Only in 1882, with the passage of the landmark Immigration Act, did Congress lay claim to a general, peacetime interest in overseeing entry into the country. And even then, the U.S. Treasury, short on manpower and infrastructure, paid state officials to enforce the federal law and quietly allowed states to keep in place their own, tougher policies. From 1882 until 1891, when a new Immigration Act provided for the federal government’s complete control, supervising immigration was a joint project of U.S. and state authorities.
So writes Hidetaka Hirota, Ph.D. ’12, in his dissertation-based essay, “The Moment of Transition: State Officials, the Federal Government, and the Formation of American Immigration Policy,” which won the 2012 Louis Pelzer Memorial Award of the Organization of American Historians for the best essay in American history by a graduate student. Hirota, a Japanese citizen with a B.A. from Jesuit-sponsored Sophia University, in Tokyo, will be staying on as a postdoctoral fellow at Boston College this fall; a longer version of his essay will appear in a future issue of the Journal of American History.
According to Hirota, U.S. histories often overlook the extent to which the Atlantic seaboard states—New York and Massachusetts, in particular—laid the groundwork for national immigration legislation. Since the colonial era, both states had required inbound shipmasters to pay “head money” for any passenger who posed a risk of washing up in a publicly supported almshouse. Of particular concern were “lunatic, idiot, maimed, aged, or infirm” passengers, according to an 1837 Massachusetts law that called for a thousand-dollar bond for any questionable individual. In 1847, New York created a statewide immigration control board; Massachusetts followed four years later with its own agency to address “alien passengers and foreign paupers.”

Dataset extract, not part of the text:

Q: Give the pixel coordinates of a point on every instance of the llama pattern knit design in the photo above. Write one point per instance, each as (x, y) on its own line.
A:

It was contention over “head money” that delivered the first blows to state immigration systems, according to Hirota. Shippers argued against the practice, and the Supreme Court ruled in 1876 that only Congress had the power to impose such charges and thus regulate foreign commerce. States responded by pushing successfully for what became the 1882 law, which was modeled on their statutes.
Hirota chronicles the extent to which British authorities tested the U.S. immigration system—emptying Irish poorhouses and, between 1883 and 1884 alone, giving 23,536 of their wards tickets to America, with what they hoped was sufficient pocket change to slip through the enforcement nets. As Hirota writes, New York and Massachusetts not only barred such so-called undesirables from entry. They also deported immigrants who became public charges while living in this country (including some who had become U.S. citizens), which exceeded the 1882 law. The federal law had provisions for returning criminal immigrants to their country of origin; indigents, however, could only be excluded at the gates, “not deported,” Hirota says. Massachusetts had been deporting “alien paupers [from its] almshouses and lunatics hospitals” throughout the 19th century, expelling 8,000 people to Ireland, England, and Canada, as well as to other American states, between 1876 and 1878, for example.
The state-federal partnership dissolved with the 1891 Immigration Act, which completely federalized immigration. In that law, among other provisions, Congress chose to adopt the states’ view that indigent immigrants should be deportable. In so doing, and for a time, Washington brought federal immigration law into close alignment with practices honed by the states.